While on duty at his dead-end job, Max is exposed to a lethal dose of radiation, which leaves him with only a few days to live – unless he can somehow get himself to Elysium for the necessary treatment. However, Elysium’s entry is ruthlessly patrolled by Secretary of Defense, Delacourt (Foster), who isn’t so keen on illegal immigrants. Acquiring the help of a local gang, Max is soon turned into a pseudo-cyborg which enables him to begin his desperate pursuit for survival. Meanwhile, Delacourt enlists her secret police, led by the ruthless Agent Kruger (Copley), to bring down the culprit.

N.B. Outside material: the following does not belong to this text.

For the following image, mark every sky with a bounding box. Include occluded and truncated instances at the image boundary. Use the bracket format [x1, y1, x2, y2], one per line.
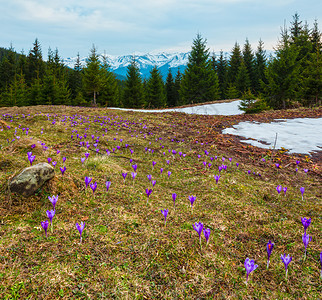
[1, 0, 321, 59]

One thing is for certain; Blomkamp’s visual style is truly one of a kind. Once again, the relatively inexperienced director demonstrates real creativity and true ingenuity in that department. From the gritty reality on Earth, to the lavish and immaculate life on Elysium, it’s very difficult not to get completely immersed in the magic. The action scenes are equally gripping, but some may be disappointed that Blomkamp keeps the adrenaline rushes to a minimum.
As no stranger to fighting bad guys, Damon puts in a solid performance and comes off as relatable, likeable underdog of a character. Sporting a rather unstable accent, Foster also plays her part in the grand scheme of the film, though her character is almost too archetypal. Copley, on the other hand, is the true star of the picture as the menacing villain who’ll do everything and anything to take Damon down.
Taken as a whole, Blomkamp delivers and although Elysium falls short of Blomkamp’s promise, it still packs enough punch to stand out from the sci-fi pack.